ALGEIRS: Algerian President Abdelmadjid Tebboune on Sunday inaugurated a nearly 1,000-kilometer (621-mile) desert railway to transport iron ore from a giant mine, a project he called one of the biggest in the country’s history.
The line will bring iron ore from the Gara Djebilet deposit in the south to the city of Bechar located 950 kilometers north, to be taken to a steel production plant near Oran further north.
The project is financed by the Algerian state and partly built by a Chinese consortium.
During the inauguration, Tebboune described it as “one of the largest strategic projects in the history of independent Algeria.”
This project aims to increase Algeria’s iron ore extraction capacity, as the country aspires to become one of Africa’s leading steel producers.
The iron ore deposit is also seen as a key driver of Algeria’s economic diversification as it seeks to reduce its reliance on hydrocarbons, according to experts.
President Tebboune attended an inauguration ceremony in Bechar, welcoming the first passenger train from Tindouf in southern Algeria and sending toward the north a first charge of iron ore, according to footage broadcast on national television.

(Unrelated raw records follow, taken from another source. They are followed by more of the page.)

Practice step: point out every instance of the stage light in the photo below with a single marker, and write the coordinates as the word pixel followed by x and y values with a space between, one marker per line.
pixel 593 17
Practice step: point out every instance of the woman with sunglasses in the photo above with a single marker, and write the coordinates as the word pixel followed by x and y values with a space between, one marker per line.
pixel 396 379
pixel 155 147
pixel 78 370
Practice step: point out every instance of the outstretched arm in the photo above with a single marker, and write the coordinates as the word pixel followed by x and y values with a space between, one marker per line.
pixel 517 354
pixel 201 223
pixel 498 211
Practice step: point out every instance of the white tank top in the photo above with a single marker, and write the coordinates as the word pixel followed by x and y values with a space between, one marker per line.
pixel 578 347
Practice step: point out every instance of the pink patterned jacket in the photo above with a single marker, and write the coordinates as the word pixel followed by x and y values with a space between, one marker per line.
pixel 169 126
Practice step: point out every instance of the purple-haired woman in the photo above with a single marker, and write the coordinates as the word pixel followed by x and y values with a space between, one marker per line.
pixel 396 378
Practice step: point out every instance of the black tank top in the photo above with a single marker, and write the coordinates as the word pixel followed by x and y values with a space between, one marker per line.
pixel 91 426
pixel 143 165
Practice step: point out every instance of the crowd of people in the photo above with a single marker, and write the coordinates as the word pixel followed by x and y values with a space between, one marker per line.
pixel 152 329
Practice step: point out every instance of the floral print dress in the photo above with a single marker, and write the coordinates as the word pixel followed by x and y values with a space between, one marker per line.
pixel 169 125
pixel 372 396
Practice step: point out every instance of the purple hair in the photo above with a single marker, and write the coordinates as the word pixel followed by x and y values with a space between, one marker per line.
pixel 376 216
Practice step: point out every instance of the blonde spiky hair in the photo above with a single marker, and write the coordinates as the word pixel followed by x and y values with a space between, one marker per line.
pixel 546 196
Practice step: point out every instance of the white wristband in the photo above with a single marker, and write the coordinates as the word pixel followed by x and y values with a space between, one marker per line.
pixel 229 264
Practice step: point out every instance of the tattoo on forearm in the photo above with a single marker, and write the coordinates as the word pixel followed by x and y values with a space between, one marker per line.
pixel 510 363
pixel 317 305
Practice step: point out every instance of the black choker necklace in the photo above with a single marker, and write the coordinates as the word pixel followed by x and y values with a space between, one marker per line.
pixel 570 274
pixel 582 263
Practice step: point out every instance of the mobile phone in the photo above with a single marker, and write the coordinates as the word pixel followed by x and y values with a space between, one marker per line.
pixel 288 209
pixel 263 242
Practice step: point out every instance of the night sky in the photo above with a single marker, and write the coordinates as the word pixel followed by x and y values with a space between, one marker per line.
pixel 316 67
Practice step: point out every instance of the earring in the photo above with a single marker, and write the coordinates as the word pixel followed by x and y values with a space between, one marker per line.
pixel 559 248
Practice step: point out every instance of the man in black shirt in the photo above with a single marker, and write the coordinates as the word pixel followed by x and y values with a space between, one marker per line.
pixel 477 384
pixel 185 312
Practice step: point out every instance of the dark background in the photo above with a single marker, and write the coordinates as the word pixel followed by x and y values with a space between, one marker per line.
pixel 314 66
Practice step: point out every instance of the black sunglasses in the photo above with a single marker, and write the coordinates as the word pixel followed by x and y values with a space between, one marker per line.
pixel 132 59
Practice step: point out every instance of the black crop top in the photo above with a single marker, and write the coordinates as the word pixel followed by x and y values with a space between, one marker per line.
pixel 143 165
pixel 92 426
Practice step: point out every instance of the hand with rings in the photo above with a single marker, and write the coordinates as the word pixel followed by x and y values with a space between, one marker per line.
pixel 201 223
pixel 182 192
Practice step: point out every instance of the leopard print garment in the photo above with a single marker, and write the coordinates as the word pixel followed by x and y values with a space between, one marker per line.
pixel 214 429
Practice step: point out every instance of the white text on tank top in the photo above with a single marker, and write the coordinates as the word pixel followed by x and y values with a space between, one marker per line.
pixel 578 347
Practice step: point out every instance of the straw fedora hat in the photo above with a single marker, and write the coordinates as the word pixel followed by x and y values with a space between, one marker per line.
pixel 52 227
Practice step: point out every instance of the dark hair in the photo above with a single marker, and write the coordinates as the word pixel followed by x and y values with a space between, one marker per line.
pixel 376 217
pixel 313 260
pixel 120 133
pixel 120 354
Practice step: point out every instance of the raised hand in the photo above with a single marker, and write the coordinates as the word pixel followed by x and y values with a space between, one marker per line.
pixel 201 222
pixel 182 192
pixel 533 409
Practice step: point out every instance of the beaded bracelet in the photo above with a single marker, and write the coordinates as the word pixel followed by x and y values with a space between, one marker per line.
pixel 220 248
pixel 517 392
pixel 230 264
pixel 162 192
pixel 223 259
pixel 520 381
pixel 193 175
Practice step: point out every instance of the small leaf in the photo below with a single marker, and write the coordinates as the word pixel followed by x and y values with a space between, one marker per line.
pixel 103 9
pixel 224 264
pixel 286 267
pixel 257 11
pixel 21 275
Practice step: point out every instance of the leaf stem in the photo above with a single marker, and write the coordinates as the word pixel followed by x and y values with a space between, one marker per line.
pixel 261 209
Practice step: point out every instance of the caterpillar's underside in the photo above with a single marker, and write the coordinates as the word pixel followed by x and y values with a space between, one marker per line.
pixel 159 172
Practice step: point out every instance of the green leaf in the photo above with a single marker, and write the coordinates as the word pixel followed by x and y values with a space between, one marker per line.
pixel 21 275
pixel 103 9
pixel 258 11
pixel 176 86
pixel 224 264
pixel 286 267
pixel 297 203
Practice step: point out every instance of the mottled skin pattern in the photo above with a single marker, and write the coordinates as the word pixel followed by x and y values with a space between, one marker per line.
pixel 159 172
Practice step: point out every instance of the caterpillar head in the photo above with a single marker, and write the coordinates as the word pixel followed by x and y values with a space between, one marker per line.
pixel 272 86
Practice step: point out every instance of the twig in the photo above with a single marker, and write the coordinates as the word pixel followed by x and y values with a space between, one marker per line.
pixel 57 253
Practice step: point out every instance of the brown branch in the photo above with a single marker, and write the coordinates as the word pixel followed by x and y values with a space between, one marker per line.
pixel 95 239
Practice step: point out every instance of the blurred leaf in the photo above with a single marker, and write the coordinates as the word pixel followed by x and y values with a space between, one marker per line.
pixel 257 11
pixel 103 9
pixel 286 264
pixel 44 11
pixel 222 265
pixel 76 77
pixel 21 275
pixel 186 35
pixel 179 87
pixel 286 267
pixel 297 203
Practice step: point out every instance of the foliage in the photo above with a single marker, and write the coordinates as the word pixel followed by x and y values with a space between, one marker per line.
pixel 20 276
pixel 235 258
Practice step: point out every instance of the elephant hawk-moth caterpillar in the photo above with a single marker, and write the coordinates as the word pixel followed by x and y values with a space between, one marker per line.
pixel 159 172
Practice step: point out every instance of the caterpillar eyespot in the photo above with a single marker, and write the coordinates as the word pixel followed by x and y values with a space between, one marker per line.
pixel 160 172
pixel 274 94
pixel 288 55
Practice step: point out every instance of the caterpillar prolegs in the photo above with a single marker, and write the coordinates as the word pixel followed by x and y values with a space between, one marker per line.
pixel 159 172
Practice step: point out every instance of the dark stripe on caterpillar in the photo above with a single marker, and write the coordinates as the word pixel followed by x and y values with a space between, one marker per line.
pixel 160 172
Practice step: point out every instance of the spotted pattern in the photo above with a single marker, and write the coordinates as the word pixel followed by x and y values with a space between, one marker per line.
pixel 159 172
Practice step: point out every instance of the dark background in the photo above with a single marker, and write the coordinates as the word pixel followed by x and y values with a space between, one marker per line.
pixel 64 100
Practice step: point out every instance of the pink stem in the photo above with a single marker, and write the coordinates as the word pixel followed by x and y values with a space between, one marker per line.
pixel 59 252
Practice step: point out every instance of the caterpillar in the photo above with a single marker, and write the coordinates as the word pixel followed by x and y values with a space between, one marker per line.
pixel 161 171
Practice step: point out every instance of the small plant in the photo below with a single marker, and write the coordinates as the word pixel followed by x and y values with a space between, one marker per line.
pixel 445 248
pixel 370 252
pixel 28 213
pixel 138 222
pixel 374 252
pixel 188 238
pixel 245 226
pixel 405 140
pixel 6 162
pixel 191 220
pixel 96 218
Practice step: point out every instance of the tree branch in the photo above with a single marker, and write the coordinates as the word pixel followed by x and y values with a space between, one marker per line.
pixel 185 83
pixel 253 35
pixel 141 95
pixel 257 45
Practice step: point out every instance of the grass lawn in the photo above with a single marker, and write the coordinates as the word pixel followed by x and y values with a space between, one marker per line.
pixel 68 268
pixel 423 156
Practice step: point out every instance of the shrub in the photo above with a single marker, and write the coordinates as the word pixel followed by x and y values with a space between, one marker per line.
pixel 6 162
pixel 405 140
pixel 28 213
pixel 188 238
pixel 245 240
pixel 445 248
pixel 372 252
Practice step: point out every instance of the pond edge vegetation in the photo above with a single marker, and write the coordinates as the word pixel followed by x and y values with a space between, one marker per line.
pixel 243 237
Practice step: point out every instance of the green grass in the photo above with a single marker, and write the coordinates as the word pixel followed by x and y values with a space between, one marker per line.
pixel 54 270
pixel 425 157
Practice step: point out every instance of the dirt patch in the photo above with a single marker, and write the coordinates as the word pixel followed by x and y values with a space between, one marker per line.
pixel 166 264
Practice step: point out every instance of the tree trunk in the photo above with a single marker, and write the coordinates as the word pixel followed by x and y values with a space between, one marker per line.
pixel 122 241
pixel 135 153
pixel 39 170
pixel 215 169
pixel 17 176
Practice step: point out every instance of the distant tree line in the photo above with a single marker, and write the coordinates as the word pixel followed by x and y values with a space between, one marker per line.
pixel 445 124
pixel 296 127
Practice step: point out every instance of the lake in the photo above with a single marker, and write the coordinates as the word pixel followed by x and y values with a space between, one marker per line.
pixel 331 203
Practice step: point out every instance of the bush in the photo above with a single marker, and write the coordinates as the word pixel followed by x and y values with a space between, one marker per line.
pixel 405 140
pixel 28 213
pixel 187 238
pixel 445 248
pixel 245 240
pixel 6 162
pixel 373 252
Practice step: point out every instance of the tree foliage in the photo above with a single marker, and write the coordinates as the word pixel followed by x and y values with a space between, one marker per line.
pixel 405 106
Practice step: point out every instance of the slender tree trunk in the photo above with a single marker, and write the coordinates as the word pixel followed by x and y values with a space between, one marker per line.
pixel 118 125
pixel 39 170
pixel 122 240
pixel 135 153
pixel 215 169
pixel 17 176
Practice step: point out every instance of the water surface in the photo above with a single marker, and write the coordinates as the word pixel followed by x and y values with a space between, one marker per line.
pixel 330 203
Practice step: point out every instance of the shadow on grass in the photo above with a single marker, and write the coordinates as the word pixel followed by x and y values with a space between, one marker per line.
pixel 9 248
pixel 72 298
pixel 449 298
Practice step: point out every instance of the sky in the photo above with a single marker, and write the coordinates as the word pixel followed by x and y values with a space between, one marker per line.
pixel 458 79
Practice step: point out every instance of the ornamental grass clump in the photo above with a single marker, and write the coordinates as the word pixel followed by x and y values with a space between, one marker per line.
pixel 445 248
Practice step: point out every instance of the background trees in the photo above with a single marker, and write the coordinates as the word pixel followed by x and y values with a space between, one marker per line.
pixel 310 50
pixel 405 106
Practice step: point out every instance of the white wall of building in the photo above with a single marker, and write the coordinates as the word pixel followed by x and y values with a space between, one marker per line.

The mine is expected to produce 4 million tons per year during the initial phase, with production projected to triple to 12 million tons per year by 2030, according to estimates by the state-owned Feraal Group, which manages the site.
It is then expected to reach 50 million tons per year in the long term, it said.
The start of operations at the mine will allow Algeria to drastically reduce its iron ore imports and save $1.2 billion per year, according to Algerian media.